Not that Miss Rigges would “have written a remark, but you never knew. Quite ordinary people did the queerest things. Doris never thought twice about it. She did not trouble herself much about who came and went in the rooms. It didn’t do to think too much and fancy things. You could go nervy that way. You had your own life. The best thing was to forget the guests as much as possible and just do the job. Sometimes she forgot that she only had the job because of the guests. She was intolerant of people who wanted to miss breakfast and lie in late on a Sunday morning. It put her behind with beds, and after seven years of making their beds, cleansing after them, feeding them, Doris had come to think of cleaning, bedmaking, waiting at table as her business, not theirs. Mrs. P. had got like that, too. Once when an invasion scare had emptied the hotel, she had made Doris clean the rooms just the same every day. Doris had not objected. It gave you something to do.
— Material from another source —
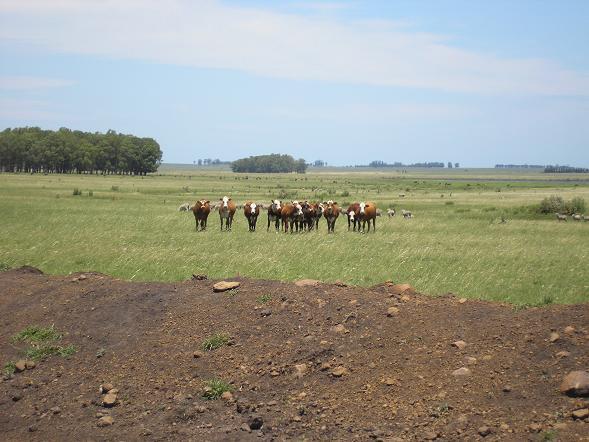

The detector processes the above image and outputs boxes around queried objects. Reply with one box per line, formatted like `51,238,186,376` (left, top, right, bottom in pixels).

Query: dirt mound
0,269,589,441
Although she was what you’d call a mobile woman, they had not called Doris up, because her eyes were so shocking. They were better now, with these new glasses whose thick lenses made her eyes look like beads in the head of a teddy bear. She had read a piece in a magazine that said you must wear your hair soft and fluffy to distract from your glasses, so Doris had a perm every six months and washed her hair herself, without setting it, so that it stood out twice as thick. Jimmie always said that he liked her better when it was straight, needing a new perm, but men never knew.
“And another for No. 4,” the porter said, passing through the pantry where Doris was laying the early-morning tea-trays.
&n
bsp; “He’s never come yet,” Doris said.
“Oh, he hasn’t?” said Ferdie. “I suppose I didn’t get out of bed at long gone twelve to let him in.” The door of the Lothian was locked at eleven-thirty, and anyone gadding later must take a key, which did not happen often with their type of guest.
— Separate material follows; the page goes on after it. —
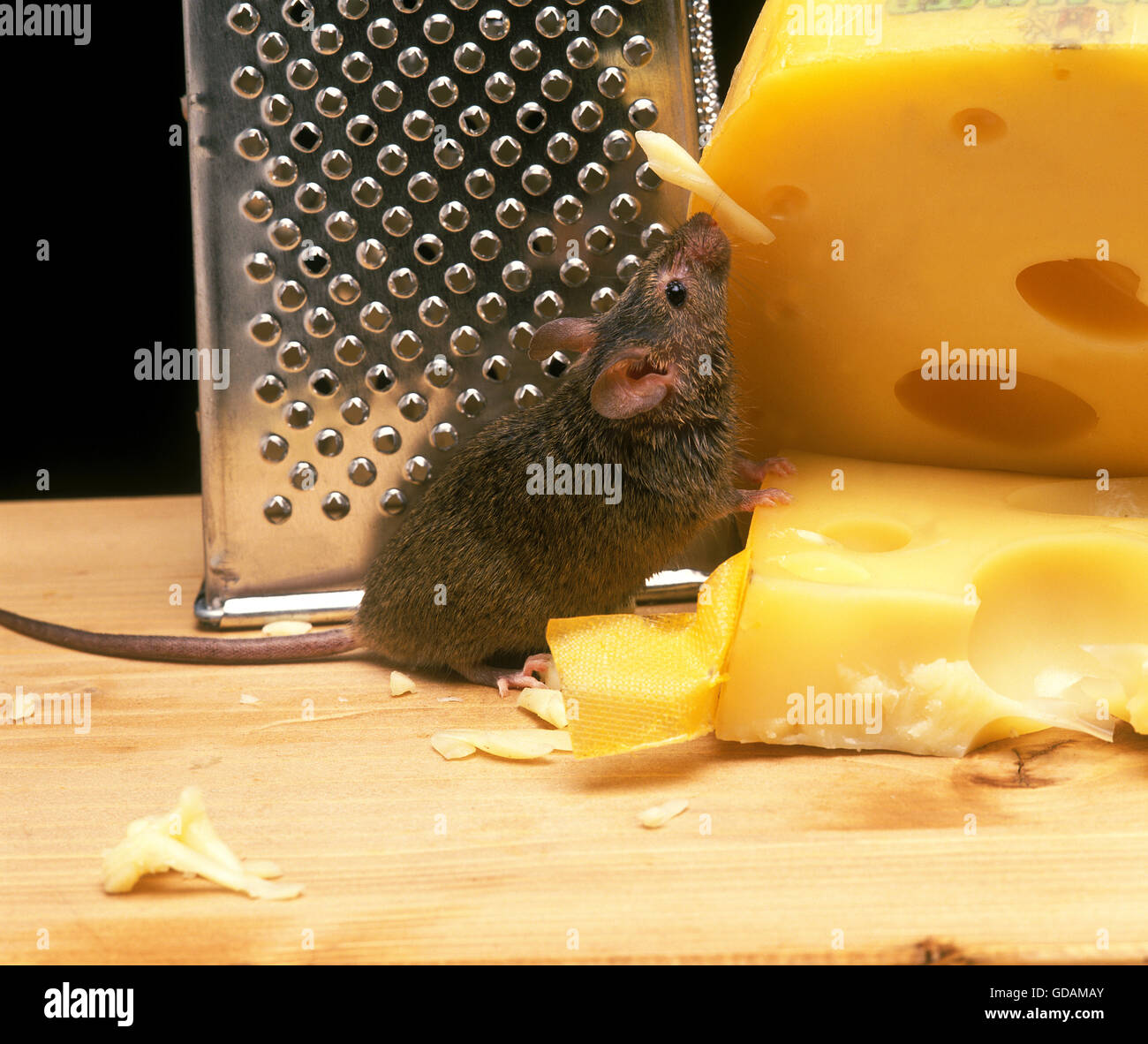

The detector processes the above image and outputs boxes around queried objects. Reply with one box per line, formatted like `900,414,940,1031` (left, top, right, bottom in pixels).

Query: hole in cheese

“What’s he like?” asked Doris without interest, spooning tea into the pots with a screwed-up mouth, for Mrs. P. would not unlock her cupboard to give her any more if she ran short at the end of the week.
“Nothing extra,” Ferdie said. “Youngish for us.”
“Oh—traveller.”
“I daresay. I didn’t see his looks much. A window got banging when I was opening the door, and while I was gone fixing it he was off upstairs. Smallish bag he had,” said Ferdie, with a Sherlock Holmes air. “Short-term lodger—you’ll see.”
Ferdie had not been at the Lothian as long as Doris. He had not yet learned not to take an interest. He had a married daughter in the other part of the town who was always on at him to tell her things. She wished he worked at the Queens or the Imperial, so that he could tell her about famous people. No one famous ever came to the Lothian. Ferdie, however, always had it in the back of his mind that one day there would be a murder done there. That would be something. His picture in the London, as well as the local papers.
Doris slammed another plastic tray on to the pantry shelf. “Just look at that!” She indicated the curling cigarette burn on the edge. Would they never learn that you couldn’t treat modern improvements the same as the old stuff?
“I don’t know what time he wants his tea,” Ferdie said. “He’d gone up before I could ask.”
“Oh well,” said Doris. “He’ll get it now, while the kettles are boiling, and like it.”
When she went into No. 4, she screamed and had to lean against the door, collecting her heart together.